In this notebook I was trying to divide bank's clients into groups, based on their behaviour. I used a few methods for this:
- KMeans clustering
- Hierarchical clustering (Agglomerative)
- Silhouette score
- DBSCAN
- TSNE 

In [None]:
import numpy as np
import pandas as pd

import seaborn as sns
import matplotlib.pyplot as plt

In [None]:
df = pd.read_csv('../input/german-credit/german_credit_data.csv', index_col=0)

In [None]:
df.head()

It seems to have quiet a lot of categorical features.

In [None]:
df.shape

It's a relatively small dataframe, so we can apply any method or function. It's still will take not too much time to perform on my laptop.

## Missing values

Let's check if we have any nulls.

In [None]:
df.isnull().sum()

It's easy to count %, in this case. So, we have 18.3% of nulls in 'Saving account' feature and 39.4% of nulls in 'Checking account' feature. There aren't any solid rule for what to do with missing values. Usually, I get rid of observations, if it have less than 5% of nulls. In this case, let's take a closer look.

First, let's substitute Nulls with 'None', to see how distribution of observations will look like.

In [None]:
df['Saving accounts'] = df['Saving accounts'].fillna('None')
df['Saving accounts'].value_counts(normalize=True)

It's not clear why we don't have information about Saving accounts in some observations. And we can't just drop 18.3 % of data. So I will leave it as it is, with additional option 'None'. Basically, we iterpret this nulls as one more category of the feature.

Later we will encode it with numbers. We could use one-hot encoders, but here we can use just numbers (as ranking feature). Because we previously suggest, that nulls is a distinct category.

In [None]:
df['Checking account'] = df['Checking account'].fillna('None')
df['Checking account'].value_counts(normalize=True)

Let's stick to our hypothesis. And do the same thing with 'Checking account' as with 'Saving account'.

Just checking, that's everything is ok.

In [None]:
df.head()

In [None]:
df.shape

## Categorical features

In [None]:
df.Sex.hist();

There two times more males than females. Let's encode sex. Male - 1, female - 0.

In [None]:
df['Sex'] = df['Sex'].apply(lambda x: 1 if x=='male' else 0)

In [None]:
df.Housing.value_counts(normalize=True)

This feature should be encoded with one hot encoding.

In [None]:
df.Purpose.value_counts(normalize=True)

We can decrease the amount of categories for this feature.

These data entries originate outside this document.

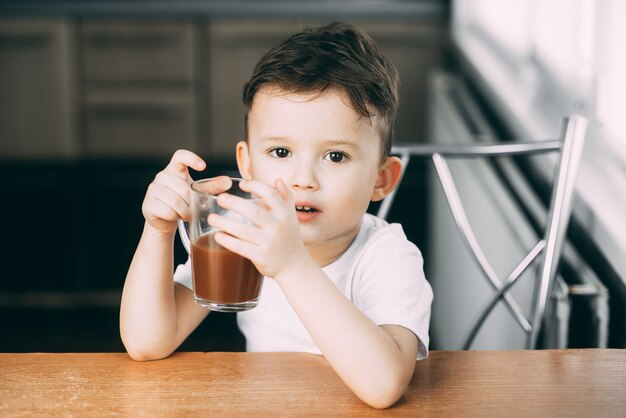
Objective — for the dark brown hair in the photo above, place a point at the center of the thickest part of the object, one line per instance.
(337, 56)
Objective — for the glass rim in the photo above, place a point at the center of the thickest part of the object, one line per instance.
(210, 179)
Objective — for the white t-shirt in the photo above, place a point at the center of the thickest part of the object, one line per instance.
(381, 273)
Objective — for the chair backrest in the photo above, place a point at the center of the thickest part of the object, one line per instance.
(547, 249)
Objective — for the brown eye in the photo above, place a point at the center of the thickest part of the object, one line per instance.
(280, 153)
(336, 156)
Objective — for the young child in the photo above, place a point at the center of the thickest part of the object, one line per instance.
(339, 282)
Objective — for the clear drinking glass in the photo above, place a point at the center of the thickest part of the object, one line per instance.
(222, 280)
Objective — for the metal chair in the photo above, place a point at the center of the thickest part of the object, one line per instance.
(569, 148)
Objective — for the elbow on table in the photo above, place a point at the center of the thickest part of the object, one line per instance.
(385, 393)
(143, 352)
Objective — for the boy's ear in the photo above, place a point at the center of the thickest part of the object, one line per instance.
(389, 175)
(243, 160)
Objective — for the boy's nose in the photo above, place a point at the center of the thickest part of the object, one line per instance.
(304, 177)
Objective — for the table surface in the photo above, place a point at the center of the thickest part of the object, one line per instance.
(552, 383)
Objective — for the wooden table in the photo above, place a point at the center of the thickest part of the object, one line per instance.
(585, 383)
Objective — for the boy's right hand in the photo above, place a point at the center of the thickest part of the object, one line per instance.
(167, 198)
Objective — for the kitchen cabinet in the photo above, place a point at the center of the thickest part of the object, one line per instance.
(139, 87)
(38, 84)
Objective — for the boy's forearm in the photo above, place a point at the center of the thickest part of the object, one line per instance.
(148, 308)
(365, 356)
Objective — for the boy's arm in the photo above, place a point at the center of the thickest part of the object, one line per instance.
(376, 362)
(155, 314)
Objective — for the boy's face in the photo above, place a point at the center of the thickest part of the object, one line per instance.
(326, 153)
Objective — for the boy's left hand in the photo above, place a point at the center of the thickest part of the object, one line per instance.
(273, 243)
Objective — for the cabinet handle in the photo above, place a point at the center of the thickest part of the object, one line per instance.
(24, 40)
(132, 40)
(138, 111)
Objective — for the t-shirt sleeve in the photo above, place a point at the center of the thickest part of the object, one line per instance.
(182, 274)
(392, 288)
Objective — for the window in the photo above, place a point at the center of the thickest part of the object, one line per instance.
(576, 48)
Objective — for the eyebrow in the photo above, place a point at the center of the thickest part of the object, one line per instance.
(325, 143)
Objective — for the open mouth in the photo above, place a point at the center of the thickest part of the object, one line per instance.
(306, 209)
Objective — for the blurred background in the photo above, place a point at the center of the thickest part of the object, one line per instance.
(96, 95)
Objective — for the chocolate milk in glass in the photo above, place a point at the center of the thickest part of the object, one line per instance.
(221, 276)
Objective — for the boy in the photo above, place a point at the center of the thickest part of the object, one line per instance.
(339, 282)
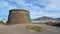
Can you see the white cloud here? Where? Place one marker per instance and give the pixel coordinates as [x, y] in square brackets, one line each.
[53, 5]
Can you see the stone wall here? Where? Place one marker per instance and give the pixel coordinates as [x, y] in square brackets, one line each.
[18, 16]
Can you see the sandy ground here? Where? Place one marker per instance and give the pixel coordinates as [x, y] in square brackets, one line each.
[20, 29]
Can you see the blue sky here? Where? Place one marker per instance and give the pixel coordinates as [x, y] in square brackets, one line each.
[37, 8]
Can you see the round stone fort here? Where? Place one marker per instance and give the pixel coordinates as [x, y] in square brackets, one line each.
[18, 16]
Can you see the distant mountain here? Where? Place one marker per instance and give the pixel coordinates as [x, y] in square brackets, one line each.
[47, 19]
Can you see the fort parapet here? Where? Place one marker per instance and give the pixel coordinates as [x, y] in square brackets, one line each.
[18, 16]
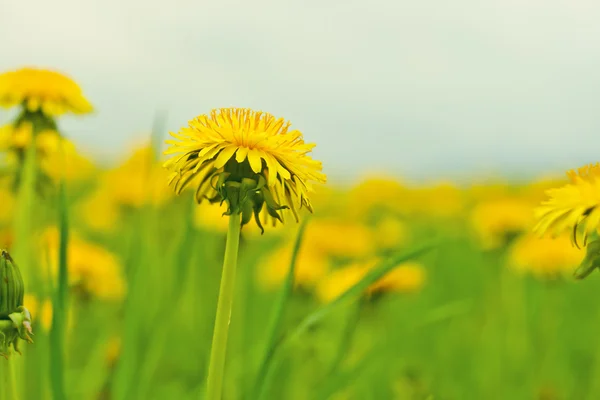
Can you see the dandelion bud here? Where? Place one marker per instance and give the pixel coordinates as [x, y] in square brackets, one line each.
[591, 260]
[18, 326]
[12, 288]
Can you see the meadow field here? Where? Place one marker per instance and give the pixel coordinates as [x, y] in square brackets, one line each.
[388, 290]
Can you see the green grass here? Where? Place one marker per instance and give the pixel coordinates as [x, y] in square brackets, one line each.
[476, 331]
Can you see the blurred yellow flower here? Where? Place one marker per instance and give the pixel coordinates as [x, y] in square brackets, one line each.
[310, 267]
[66, 162]
[545, 257]
[572, 206]
[42, 90]
[92, 269]
[20, 137]
[389, 233]
[138, 180]
[404, 278]
[7, 206]
[408, 277]
[248, 152]
[440, 200]
[494, 221]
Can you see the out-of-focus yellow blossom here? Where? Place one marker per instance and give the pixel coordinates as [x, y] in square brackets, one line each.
[406, 277]
[6, 238]
[545, 257]
[92, 269]
[20, 137]
[338, 281]
[40, 313]
[66, 162]
[495, 221]
[384, 193]
[339, 239]
[389, 233]
[138, 180]
[310, 267]
[39, 89]
[113, 350]
[7, 206]
[99, 211]
[572, 206]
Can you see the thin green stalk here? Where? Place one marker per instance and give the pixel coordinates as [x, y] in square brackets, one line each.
[273, 334]
[218, 351]
[57, 333]
[11, 389]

I take the last three categories and sum them up into category 'others'(each of them is presented in less than 5%).

In [None]:
df['Purpose'].replace(['repairs', 'domestic appliances', 'vacation/others'], 'others', inplace=True)

Let's check, if we've done everything right.

In [None]:
df.Purpose.value_counts(normalize=True)

In [None]:
df['Saving accounts'].value_counts(normalize=True)

In [None]:
df['Saving accounts'].replace(['None', 'little', 'moderate', 'rich', 'quite rich'], [0,1,2,3,4], inplace=True)

In [None]:
df['Checking account'].value_counts(normalize=True)

In [None]:
df['Checking account'].replace(['None', 'little', 'moderate', 'rich'], [0,1,2,3], inplace=True)

Just checking if everything is looks right. 

In [None]:
df.head()

We have only 'Housing' and 'Purpose', that cannot be encoded like ranking, so we will use one-hot-encoding instead.

## Overwiew of the features

In [None]:
df.hist(figsize=(12,12));

In [None]:
df['Duration'] = np.log(df['Duration'])
df['Age'] = np.log(df['Age'])
df['Credit amount'] = np.log(df['Credit amount'])

Age, credit amount and duration - numerical features with long tail. So we should try log them to get more normalized distrubution.

As we don't have too much observations, making pairplot won't take much time.

In [None]:
sns.pairplot(df);

It doesn't give any additional information.

In [None]:
plt.figure(figsize=(20,20))
sns.heatmap(df.corr(), annot=True);

We don't have too correlated features. However we can see, that the most correlated features are: 'Job', 'Credit amount' and 'Duration'. Also it seems like that among clients of the banks men are older than women.

## One Hot Encoding

In [None]:
df = pd.get_dummies(df, drop_first=True)

In [None]:
df.head()

In [None]:
df.shape

## Scaling

![](http://)Everything is working. Nice. So we are ready to go in clustering and stuff.

## Creating models

In [None]:
from sklearn.cluster import KMeans, AgglomerativeClustering, DBSCAN

from scipy.cluster import hierarchy
from scipy.spatial.distance import pdist

from sklearn.metrics import silhouette_score
from sklearn.manifold import TSNE

### K Means

To use K-means method we should find the amount of clusters.

In [None]:
inertia = []
k = range(1, 11)
for k_i in k:
    km = KMeans(n_clusters=k_i).fit(df)
    inertia.append(km.inertia_)
    
plt.plot(k, inertia)
plt.xlabel('k')
plt.ylabel('inertia')
plt.title('The Elbow Method showing the optimal k');

From KMeans it seems to be 2, 4 or maybe 5 clusters.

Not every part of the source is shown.